RÉUNIR, NON PAR LE BAS, MAIS PAR LE HAUT

DIBI Kouadio Augustin

Professeur titulaire de philosophie,

Université Félix HOUPHOUËT BOIGNY de Cocody

 

La nature sait nous parler sans aucun discours, sans aucun mot, sans aucun son. Elle nous invite simplement à apprendre à tourner nos sens vers l'intérieur pour l'entendre. Qui a pu suivre la Cérémonie de Présentation des Vœux du Nouvel An, le Lundi 6 Janvier 2020, au Palais Présidentiel, a dû lire, dans toutes les paroles prononcées, l'expression d'un désir profond : celui de consolider les acquis.

            Consolider est ce que le mot lui-même indique : rendre solide, affermir. Ici, il ne s'agit pas d'une chose comme telle, mais de la vie d'un peuple. Consolider les acquis signifiera alors agir de manière à les enraciner dans la longue durée, à les sauvegarder du tumulte et des récalcitrances de la contingence. Les hommes savent par expérience que l'on ne peut bâtir sur du sable, qu'une tour sans vrai fondement tombe d'elle-même dans la boue. C'est pourquoi, en bonne logique, dans leur vie historique comme marche par étapes, approfondissement de la conscience de la liberté, ils chercheront à préserver ce que leur cœur et leur raison estiment important, précieux, consistant. Sous cet aspect, le vœu, exprimé avec un accent particulièrement émouvant, que soient consolidés les acquis en vue de la cohésion sociale, de la paix et du renforcement d'un processus, n'est-il pas une manière de reconnaître que des pas absolument importants ont été accomplis, après une période d'ensablement et d'enfoncement dans l'obscur ayant fait d'un patriotisme instinctif, sans concept, son breuvage spirituel ?
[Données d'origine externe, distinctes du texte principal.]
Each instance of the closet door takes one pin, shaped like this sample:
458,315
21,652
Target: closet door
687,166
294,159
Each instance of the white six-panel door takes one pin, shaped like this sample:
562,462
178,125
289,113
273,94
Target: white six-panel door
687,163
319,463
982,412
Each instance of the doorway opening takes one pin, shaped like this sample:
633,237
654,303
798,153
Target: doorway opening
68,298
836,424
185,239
            Le rôle de l'œil est de voir. Il suffirait d'ouvrir les yeux pour voir que notre pays présente un visage lumineux, que des gestes majeurs ne cessent d'être posés pour lui assurer un souffle proprement fécondant, afin qu'il brille aussi bien au-dedans de lui-même qu'à l'extérieur. Reconnaître et saluer une œuvre pour ce qu'elle est, est le propre de l'homme, créature capable de contemplation, de respect et d'admiration, parce que naturellement tournée vers ce qui est beau, haut et noble. Être incapable de pareille disposition, refuser de m'ouvrir aux signes du bien, c'est confiner volontairement au silence la voix de l'humain en moi, et ouvrir les portes aux sentiments qui enlaidissent l'âme. Le philosophe Alain parlait de la reconnaissance et de l'admiration comme ce sentiment qui rassemble au-dedans et qui nous réconcilie à nous-même. Le dos se brise t-il parce qu'il s'incline ? Loin de me rabaisser, saluer ce qui est accompli par l'autre en le reconnaissant comme une pierre heureuse à affiner dans l'édifice global, m'aide à tourner le regard vers le Ciel, horizon qui élargit, invite à construire, à me dépasser et à regarder autour de moi pour servir mon prochain.
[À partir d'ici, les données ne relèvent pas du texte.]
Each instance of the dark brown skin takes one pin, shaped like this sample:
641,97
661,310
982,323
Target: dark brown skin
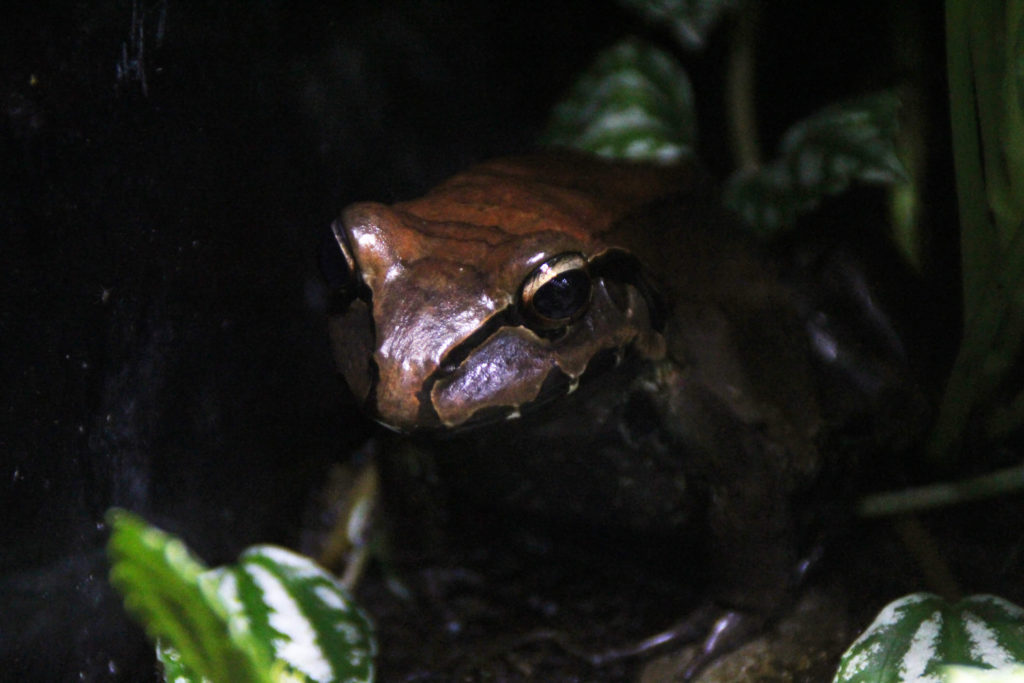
686,325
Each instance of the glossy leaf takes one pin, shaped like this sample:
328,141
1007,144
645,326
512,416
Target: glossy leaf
820,156
690,20
274,615
918,637
164,588
635,102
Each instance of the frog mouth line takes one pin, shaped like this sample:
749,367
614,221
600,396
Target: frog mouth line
427,415
555,385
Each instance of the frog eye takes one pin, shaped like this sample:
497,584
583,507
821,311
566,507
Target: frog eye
338,265
557,292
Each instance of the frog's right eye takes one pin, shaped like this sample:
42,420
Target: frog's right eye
338,265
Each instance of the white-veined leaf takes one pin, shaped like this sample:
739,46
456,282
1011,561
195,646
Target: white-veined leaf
918,637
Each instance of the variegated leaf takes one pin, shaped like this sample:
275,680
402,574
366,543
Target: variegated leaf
918,637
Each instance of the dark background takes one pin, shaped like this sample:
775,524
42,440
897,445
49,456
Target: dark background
167,169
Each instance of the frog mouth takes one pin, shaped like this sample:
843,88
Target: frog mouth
554,385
            Certes, tout n'est pas parfait,  tout ne saurait chanter le plein midi de l'identité absolue, et l'on pourrait même dire qu'il est heureux qu'il en soit ainsi! Sur le métier, sans cesse, doit être remis l'ouvrage, afin que nous portions la vue au loin. L'équipe gouvernementale actuelle n'est-elle pas la première à savoir qu'il est encore des pas à poser ? Sinon, pourquoi redoublerait-elle d'effort en ouvrant de nouveaux chantiers et en approfondissant ceux déjà initiés, afin que le mouvement amorcé embrase, comme un feu, le territoire en totalité ?

            L'élan donné au développement de notre pays a besoin d'être soutenu par des apports constructifs, soucieux d'un avenir articulant entre eux développement économique, cohésion sociale et ouverture sur l'universalité du monde. Sur ce point, comment ne pas souligner que l'opposition politique peine à remplir son office ? Constatant au fond d'elle-même que les résultats du nouvel envol sont là, avec leur évidence et, qu'en dix ans, de grandes prouesses ont été réalisées afin que notre pays ne soit pas à l'image d'une hutte branlante de gardien de vigne, elle tourne en rond, s'enlise, pour l'essentiel, dans des questions de procédures évitant le contenu substantiel de la Chose même, et tient des discours visant à obscurcir l'image du pouvoir en place afin de le délégitimer ! Ne nous avait-elle pas annoncé la création d'une plate-forme ? La réalité révèle que celle-ci est bien plate, car elle n'offre nullement un projet proposant en systématicité, dans une chaîne de raisons et un souci éthique, une autre manière de gouverner la Côte d'Ivoire. Bien plutôt, avec la clarté de l'évidence, son projet ne consiste-t-il pas à œuvrer de manière à ne plus voir, même en peinture, une pierre qu'avaient rejetée les maçons, mais qui est devenue destinalement la pierre d'angle ? Qui ne verrait pas qu'elle est constituée d'alliances obtenues en brouillant toutes les frontières idéologiques, dans le seul but, privé de tout sens, de ne plus avoir à voir une personne dont la lumière éclatante de l'agir lui fait ombrage!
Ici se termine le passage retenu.